In the good-for-print version of this trade, Dan Steinberg has the notes on James' interesting past:

2) His father, Erasmus Williams, is the longtime press secretary for the prime minister of St. Kitts, leading to this excellent 2004 sentence issued from the Office of the Prime Minister: "BASSETERRE, ST. KITTS, NOVEMBER 9TH 2004 (CUOPM) - St. Kitts and Nevis Prime Minister Dr. the Hon. Denzil L. Douglas has congratulated Kittitian-born Erasmus James for his achievements in the Big Ten College Football Conference now underway in the United States." I'm pretty sure Dr. the Hon. Denzil L. Douglas is in line for an ESPN.com writing job.

He also plays Madden, probably as himself, as James is a respectable 82.
That would make him higher than all Redskins defensive ends but Andre Carter on our '08 Madden roster, thus supplanting Phillip Daniels at end. So we've got that going for us.

As good as this deal was for us, though that's only one man's opinion, I can't say it was bad for the Vikings. They were ready to cut James but ended up getting a 7th rounder for it, which helped us avoid having to duke it out on the wires for him in free agency. Per The Daily Norseman:

[T]he Vikings were able to recind their waiving of Erasmus James and, instead, trade him to the Washington Redskins for a conditional seventh-round pick in 2009.  The "condition," apparently, is that he makes the team.  Well, it's better than nothing. . .I don't see how he's going to pass another team's physical if he couldn't pass Minnesota's (you would think they'd be similar), but that's not for me to decide.

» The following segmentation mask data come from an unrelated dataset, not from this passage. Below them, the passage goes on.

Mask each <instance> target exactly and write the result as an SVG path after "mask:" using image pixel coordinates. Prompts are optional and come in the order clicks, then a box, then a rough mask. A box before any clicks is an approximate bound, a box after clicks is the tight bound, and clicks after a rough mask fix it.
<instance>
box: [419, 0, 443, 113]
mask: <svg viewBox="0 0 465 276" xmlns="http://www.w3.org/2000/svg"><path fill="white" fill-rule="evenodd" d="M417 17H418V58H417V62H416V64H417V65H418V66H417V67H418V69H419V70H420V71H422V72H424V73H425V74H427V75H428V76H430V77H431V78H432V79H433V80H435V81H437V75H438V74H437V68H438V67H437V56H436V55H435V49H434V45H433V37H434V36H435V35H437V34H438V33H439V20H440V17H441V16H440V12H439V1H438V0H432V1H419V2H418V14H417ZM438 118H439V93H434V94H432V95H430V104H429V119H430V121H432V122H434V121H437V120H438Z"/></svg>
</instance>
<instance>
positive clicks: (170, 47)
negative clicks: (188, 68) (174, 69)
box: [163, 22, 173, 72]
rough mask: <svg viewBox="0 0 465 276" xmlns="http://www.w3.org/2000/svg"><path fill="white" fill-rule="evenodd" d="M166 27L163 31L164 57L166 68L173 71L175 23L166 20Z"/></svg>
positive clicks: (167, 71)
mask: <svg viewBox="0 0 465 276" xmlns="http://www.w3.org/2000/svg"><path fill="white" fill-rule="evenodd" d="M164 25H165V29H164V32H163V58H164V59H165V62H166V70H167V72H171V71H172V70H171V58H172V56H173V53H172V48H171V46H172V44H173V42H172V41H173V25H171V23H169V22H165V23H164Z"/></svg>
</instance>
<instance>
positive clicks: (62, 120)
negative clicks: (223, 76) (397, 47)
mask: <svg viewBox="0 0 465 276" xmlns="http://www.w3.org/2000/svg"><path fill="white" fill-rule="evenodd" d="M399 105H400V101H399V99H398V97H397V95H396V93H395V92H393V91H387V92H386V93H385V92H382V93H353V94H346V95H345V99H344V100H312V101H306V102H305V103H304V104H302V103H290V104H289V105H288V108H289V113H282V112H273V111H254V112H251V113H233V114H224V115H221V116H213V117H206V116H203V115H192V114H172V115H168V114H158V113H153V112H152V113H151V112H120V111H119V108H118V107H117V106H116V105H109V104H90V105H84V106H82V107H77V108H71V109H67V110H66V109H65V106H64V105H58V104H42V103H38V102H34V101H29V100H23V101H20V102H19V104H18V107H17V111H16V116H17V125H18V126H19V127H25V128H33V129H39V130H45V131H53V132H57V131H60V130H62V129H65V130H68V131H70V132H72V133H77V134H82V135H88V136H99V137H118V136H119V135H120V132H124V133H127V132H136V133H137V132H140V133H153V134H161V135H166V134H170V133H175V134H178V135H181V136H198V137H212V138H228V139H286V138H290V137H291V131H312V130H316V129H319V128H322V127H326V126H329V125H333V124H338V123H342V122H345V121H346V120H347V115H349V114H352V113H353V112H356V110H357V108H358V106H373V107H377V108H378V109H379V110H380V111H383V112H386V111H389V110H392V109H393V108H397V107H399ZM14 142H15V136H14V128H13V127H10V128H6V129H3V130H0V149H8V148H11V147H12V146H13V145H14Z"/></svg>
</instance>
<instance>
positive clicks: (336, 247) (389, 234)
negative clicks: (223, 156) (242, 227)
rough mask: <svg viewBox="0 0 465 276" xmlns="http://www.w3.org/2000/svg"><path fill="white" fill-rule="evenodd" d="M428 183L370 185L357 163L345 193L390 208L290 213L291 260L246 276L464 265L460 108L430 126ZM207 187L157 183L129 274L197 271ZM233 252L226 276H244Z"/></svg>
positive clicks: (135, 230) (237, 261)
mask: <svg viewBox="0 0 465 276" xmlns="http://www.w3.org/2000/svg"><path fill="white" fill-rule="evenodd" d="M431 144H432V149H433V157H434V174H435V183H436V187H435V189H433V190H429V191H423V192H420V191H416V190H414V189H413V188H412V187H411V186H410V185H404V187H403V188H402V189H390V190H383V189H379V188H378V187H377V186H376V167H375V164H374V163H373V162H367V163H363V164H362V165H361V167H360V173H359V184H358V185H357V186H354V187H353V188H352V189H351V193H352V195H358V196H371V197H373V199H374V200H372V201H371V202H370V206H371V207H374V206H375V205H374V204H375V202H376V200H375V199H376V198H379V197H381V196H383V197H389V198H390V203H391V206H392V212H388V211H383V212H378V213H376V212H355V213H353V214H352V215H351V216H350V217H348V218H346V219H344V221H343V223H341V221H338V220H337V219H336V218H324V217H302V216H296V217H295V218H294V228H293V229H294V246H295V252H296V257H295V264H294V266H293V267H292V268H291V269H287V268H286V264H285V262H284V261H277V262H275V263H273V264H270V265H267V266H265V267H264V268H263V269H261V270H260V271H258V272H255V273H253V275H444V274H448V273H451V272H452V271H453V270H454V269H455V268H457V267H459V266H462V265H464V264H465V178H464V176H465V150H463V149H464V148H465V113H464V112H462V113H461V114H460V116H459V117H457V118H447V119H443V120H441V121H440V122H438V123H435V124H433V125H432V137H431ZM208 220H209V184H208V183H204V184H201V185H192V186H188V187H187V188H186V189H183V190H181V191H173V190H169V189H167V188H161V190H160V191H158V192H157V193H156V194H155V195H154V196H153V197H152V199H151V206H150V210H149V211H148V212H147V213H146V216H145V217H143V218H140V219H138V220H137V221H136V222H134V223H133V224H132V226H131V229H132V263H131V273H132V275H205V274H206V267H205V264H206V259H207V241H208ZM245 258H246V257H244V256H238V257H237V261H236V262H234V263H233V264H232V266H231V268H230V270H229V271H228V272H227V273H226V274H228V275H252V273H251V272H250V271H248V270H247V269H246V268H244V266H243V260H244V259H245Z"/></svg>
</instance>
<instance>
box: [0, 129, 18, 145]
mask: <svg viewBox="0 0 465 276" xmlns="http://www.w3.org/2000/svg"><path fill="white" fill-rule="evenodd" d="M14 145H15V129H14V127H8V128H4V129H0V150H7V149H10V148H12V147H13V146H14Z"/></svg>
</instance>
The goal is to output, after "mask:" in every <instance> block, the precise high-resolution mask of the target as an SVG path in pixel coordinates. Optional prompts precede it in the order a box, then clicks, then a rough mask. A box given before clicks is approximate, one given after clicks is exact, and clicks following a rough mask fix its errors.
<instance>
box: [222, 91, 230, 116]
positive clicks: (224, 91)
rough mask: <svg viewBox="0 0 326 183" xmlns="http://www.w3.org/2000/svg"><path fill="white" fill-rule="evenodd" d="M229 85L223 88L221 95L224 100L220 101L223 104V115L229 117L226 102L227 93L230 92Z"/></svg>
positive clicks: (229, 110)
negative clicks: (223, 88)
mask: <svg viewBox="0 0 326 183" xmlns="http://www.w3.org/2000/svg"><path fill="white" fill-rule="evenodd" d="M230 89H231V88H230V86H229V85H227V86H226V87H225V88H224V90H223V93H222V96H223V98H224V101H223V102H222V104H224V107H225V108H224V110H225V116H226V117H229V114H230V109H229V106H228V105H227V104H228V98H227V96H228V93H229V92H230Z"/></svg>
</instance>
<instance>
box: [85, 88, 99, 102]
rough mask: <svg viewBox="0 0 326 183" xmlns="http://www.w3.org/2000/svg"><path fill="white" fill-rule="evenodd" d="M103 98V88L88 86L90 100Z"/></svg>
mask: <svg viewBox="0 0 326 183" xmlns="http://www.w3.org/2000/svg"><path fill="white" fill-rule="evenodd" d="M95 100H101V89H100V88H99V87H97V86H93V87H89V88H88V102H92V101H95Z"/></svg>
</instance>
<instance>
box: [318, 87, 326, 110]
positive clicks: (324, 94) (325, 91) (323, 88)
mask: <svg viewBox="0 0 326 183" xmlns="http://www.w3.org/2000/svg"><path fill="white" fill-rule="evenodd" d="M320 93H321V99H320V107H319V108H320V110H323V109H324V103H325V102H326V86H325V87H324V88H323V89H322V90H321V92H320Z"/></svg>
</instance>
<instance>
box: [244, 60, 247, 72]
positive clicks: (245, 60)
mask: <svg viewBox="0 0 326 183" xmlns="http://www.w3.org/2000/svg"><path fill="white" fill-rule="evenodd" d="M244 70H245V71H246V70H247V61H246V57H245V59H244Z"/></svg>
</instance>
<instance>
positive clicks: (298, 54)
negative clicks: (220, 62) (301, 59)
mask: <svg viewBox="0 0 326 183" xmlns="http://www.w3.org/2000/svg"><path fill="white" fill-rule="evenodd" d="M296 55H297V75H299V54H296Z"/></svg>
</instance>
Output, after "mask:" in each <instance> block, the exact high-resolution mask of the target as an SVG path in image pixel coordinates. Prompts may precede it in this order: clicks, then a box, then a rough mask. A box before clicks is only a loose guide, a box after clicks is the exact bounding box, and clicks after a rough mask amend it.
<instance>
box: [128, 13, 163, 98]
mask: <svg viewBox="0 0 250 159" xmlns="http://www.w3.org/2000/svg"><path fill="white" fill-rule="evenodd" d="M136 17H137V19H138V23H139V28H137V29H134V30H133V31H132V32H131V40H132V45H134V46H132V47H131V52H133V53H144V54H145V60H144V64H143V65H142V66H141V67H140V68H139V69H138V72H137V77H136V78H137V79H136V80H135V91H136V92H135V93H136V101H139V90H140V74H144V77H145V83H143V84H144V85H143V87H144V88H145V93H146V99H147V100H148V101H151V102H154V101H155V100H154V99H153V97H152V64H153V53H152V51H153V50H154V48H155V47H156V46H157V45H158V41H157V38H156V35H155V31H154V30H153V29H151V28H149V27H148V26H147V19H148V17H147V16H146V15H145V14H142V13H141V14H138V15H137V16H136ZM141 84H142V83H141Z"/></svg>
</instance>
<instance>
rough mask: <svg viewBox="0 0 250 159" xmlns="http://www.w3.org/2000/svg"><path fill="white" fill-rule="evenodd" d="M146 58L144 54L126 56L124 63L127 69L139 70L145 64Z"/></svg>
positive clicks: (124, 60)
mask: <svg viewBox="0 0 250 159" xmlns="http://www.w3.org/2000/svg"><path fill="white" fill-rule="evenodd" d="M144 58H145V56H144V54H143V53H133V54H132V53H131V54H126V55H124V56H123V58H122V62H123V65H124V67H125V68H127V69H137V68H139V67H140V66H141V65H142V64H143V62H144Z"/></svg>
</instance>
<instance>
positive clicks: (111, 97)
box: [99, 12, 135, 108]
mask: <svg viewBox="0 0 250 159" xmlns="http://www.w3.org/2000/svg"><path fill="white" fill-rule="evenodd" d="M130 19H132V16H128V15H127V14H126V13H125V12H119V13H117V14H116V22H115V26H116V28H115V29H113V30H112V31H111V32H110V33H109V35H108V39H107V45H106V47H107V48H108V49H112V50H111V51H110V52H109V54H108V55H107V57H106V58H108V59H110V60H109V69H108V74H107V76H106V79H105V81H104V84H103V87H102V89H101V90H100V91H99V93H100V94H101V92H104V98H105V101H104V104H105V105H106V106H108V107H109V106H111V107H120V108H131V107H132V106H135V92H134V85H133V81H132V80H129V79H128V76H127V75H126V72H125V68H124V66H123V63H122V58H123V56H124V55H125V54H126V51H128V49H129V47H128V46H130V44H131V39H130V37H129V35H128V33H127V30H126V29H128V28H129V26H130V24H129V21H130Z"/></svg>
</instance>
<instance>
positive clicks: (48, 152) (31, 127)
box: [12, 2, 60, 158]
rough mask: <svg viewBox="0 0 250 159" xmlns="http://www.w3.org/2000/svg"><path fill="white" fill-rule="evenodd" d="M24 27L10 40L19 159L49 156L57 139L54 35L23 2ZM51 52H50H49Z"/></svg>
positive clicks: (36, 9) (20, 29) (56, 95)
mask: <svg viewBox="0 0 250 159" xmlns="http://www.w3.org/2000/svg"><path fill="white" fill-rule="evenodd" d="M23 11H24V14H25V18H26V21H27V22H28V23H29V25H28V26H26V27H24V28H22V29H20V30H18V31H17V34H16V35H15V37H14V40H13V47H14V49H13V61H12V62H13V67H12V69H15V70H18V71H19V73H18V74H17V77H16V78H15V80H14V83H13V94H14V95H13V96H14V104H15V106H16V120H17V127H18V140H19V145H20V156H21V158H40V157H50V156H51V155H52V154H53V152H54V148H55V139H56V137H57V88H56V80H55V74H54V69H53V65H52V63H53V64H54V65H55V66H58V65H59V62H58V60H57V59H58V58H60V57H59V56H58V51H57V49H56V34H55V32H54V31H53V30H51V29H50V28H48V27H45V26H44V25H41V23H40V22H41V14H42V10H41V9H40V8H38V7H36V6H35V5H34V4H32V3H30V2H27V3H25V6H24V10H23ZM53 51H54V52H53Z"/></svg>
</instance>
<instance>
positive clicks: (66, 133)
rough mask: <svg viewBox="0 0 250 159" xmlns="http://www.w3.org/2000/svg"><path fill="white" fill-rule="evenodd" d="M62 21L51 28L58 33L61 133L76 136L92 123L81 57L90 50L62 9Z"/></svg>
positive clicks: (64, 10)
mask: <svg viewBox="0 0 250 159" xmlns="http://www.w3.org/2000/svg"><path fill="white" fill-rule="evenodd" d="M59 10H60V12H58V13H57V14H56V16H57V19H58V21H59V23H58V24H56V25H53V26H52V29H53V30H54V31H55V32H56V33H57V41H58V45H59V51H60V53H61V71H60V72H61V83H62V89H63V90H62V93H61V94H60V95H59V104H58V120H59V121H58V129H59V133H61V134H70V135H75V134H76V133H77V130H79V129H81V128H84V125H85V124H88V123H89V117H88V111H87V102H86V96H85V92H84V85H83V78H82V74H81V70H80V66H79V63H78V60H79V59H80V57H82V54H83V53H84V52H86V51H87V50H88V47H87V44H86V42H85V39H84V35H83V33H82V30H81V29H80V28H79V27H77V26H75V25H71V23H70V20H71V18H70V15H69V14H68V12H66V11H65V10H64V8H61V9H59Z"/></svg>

Though I disagree about the physical, if I were told that we were effectively ready to cut a player but instead got a 7th rounder for him, I'd be of the same tune; it is better than nothing. Which is precisely what the Vikes got for former Redskin turned former Viking turned current Redskin Fred Smoot, when they cut him last March. One year later, as CptChaosSidekick pointed out, Fred Smoot was considered the fifth best cornerback in the league last season ($) by KC Joyner. That's a precedent: give us your tired, your poor, your physical failing, your Vikings.

In sum, the bad news is that he certainly didn't do much in Minnesota to convince the peanut gallery that he had or ever would meet expectations, but then again he wasn't with the man who made him an 18th overall pick. Now he is. Even if he does fizzle out, it only cost us a 7th round draft pick. I think it's a great move to shore up a need position.